Another protocol event may include accounting for changes in route maps due to network resources being assigned different priority values depending upon traffic levels or the time of day. For example, in most networks traffic patterns vary greatly over the course of the day. At certain times, traffic may be particularly heavy and the network may struggle to meet guaranteed data rates, while at other times, there is very little data traffic and not all the network resources are required in order for the network to function properly. For networks that implement priority-based routing, each resource in the network may be assigned a different priority value based upon the traffic patterns of the network. The result is that the route map for each node may change depending upon the priority values assigned for a traffic model at a certain time. By implementing the precision timing and announcement mechanism of the present invention, the network is able to switch between traffic models with minimal negative impact.
Additionally, embodiments of the present invention allow for routine maintenance and network upgrades to be scheduled before-hand and the actual implementation of these events to have a minimal impact on the network as all devices within the network act on these events in a time span of less than a millisecond. Thus, any negative effects resulting from events such as the removal or deactivation of a node or other resource are kept to a minimum.
The present invention can be realized in hardware, software, or a combination of hardware and software. Any kind of computing system, or other apparatus adapted for carrying out the methods described herein, is suited to perform the functions described herein.
A typical combination of hardware and software could be a specialized or general purpose computer system having one or more processing elements and a computer program stored on a storage medium that, when loaded and executed, controls the computer system such that it carries out the methods described herein. The present invention can also be embedded in a computer program product, which comprises all the features enabling the implementation of the methods described herein, and which, when loaded in a computing system is able to carry out these methods. Storage medium refers to any volatile or non-volatile storage device.

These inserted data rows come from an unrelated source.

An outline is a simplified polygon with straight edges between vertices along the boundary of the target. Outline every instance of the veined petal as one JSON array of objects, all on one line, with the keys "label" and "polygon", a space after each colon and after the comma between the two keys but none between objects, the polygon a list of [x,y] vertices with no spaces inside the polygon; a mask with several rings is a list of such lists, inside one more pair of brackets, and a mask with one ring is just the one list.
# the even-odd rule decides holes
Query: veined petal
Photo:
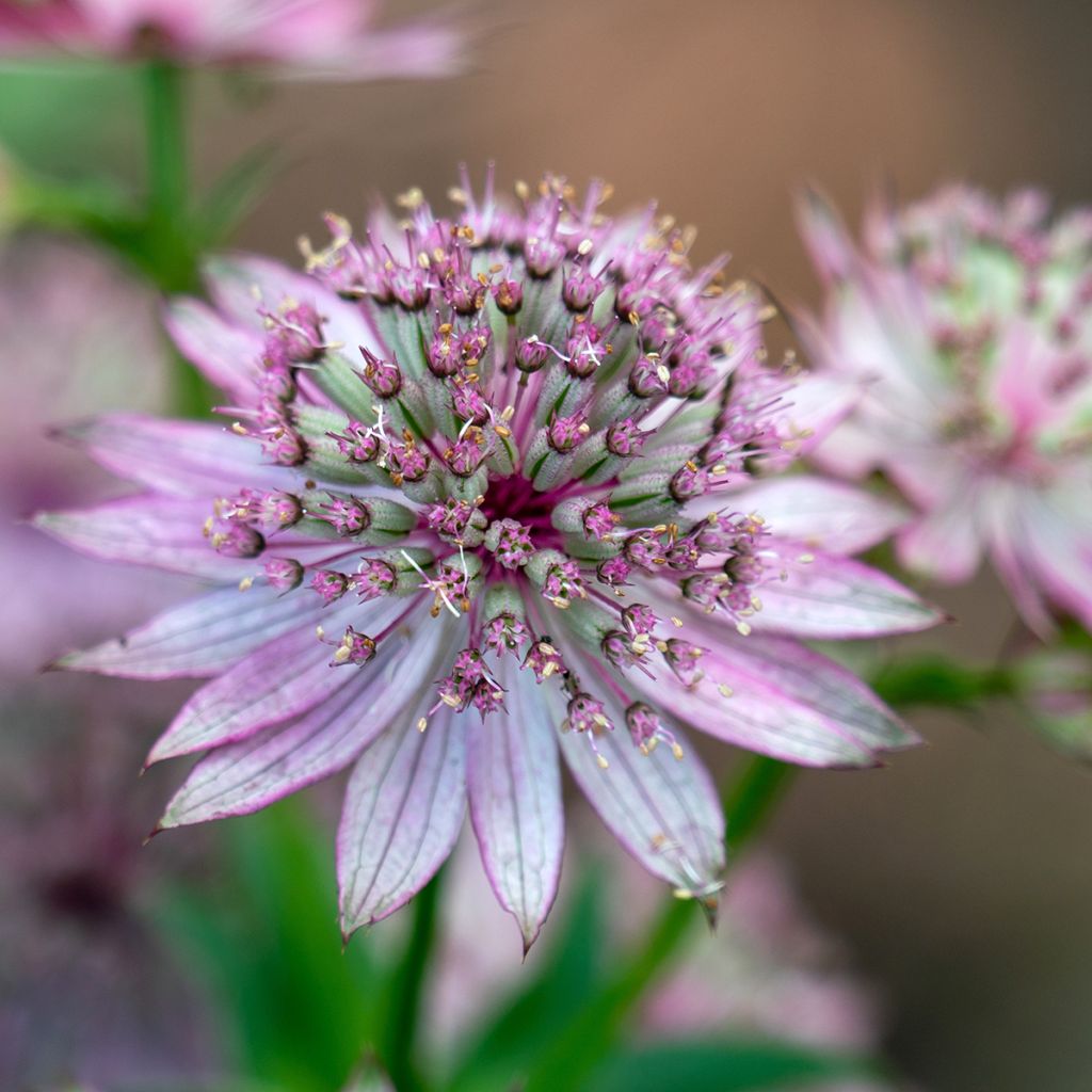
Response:
[{"label": "veined petal", "polygon": [[428,693],[360,756],[337,829],[342,931],[405,905],[448,858],[466,810],[464,725]]},{"label": "veined petal", "polygon": [[526,951],[557,895],[565,820],[557,729],[530,672],[497,670],[506,711],[466,726],[466,783],[482,862]]},{"label": "veined petal", "polygon": [[353,354],[375,342],[375,332],[359,308],[340,299],[313,277],[253,254],[226,254],[205,263],[209,290],[236,322],[258,328],[256,294],[261,306],[275,311],[285,299],[311,304],[323,318],[328,341]]},{"label": "veined petal", "polygon": [[816,554],[794,565],[784,580],[759,589],[756,630],[815,640],[911,633],[943,619],[935,607],[897,580],[859,561]]},{"label": "veined petal", "polygon": [[301,720],[214,750],[171,798],[159,827],[247,815],[348,765],[450,658],[454,627],[450,618],[423,626],[413,655],[403,641],[382,642],[366,670]]},{"label": "veined petal", "polygon": [[100,466],[159,492],[207,498],[299,483],[287,467],[265,462],[257,442],[223,425],[118,414],[69,426],[64,435]]},{"label": "veined petal", "polygon": [[806,645],[752,633],[733,634],[723,649],[723,678],[735,691],[729,707],[744,691],[768,686],[783,701],[820,714],[874,753],[921,743],[852,672]]},{"label": "veined petal", "polygon": [[253,560],[217,554],[203,535],[212,511],[207,498],[144,494],[97,508],[36,515],[35,526],[83,554],[106,561],[149,565],[170,572],[238,580],[257,570]]},{"label": "veined petal", "polygon": [[62,656],[58,667],[133,679],[218,675],[259,645],[322,617],[310,595],[234,584],[170,607],[132,632]]},{"label": "veined petal", "polygon": [[236,399],[257,397],[261,331],[225,321],[198,299],[175,299],[163,318],[171,341],[204,377]]},{"label": "veined petal", "polygon": [[725,633],[701,657],[704,674],[690,686],[666,668],[655,679],[633,672],[628,681],[657,708],[668,709],[692,727],[747,750],[799,765],[877,764],[873,745],[850,724],[827,715],[807,700],[798,700],[784,681],[752,674],[748,668],[753,664],[732,655],[728,645],[733,639],[750,640]]},{"label": "veined petal", "polygon": [[958,477],[947,503],[926,512],[899,533],[899,560],[915,572],[960,583],[970,580],[982,559],[978,498],[974,483]]},{"label": "veined petal", "polygon": [[650,873],[680,891],[712,898],[724,871],[724,812],[712,779],[680,731],[675,734],[682,739],[681,760],[667,747],[642,755],[626,731],[624,711],[615,702],[604,704],[616,725],[595,739],[607,760],[605,770],[584,736],[561,735],[573,778],[600,818]]},{"label": "veined petal", "polygon": [[[775,477],[757,482],[727,501],[740,512],[757,512],[779,538],[792,538],[809,549],[831,554],[858,554],[887,538],[910,518],[900,505],[856,486],[810,474]],[[704,511],[698,518],[725,505],[714,507],[716,495],[707,494],[699,503]],[[691,515],[687,509],[687,515]]]},{"label": "veined petal", "polygon": [[[401,600],[377,600],[370,605],[339,604],[321,614],[323,626],[339,634],[348,622],[383,629],[406,609]],[[218,675],[181,708],[156,740],[149,764],[179,755],[237,743],[261,728],[282,724],[313,709],[364,668],[332,667],[330,646],[313,627],[300,626],[266,642],[234,667]]]}]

Computer program or application in the present context means any expression, in any language, code or notation, of a set of instructions intended to cause a system having an information processing capability to perform a particular function either directly or after either or both of the following a) conversion to another language, code or notation; b) reproduction in a different material form.
In addition, unless mention was made above to the contrary, it should be noted that all of the accompanying drawings are not to scale. Significantly, this invention can be embodied in other specific forms without departing from the spirit or essential attributes thereof, and accordingly, reference should be had to the following claims, rather than to the foregoing specification, as indicating the scope of the invention.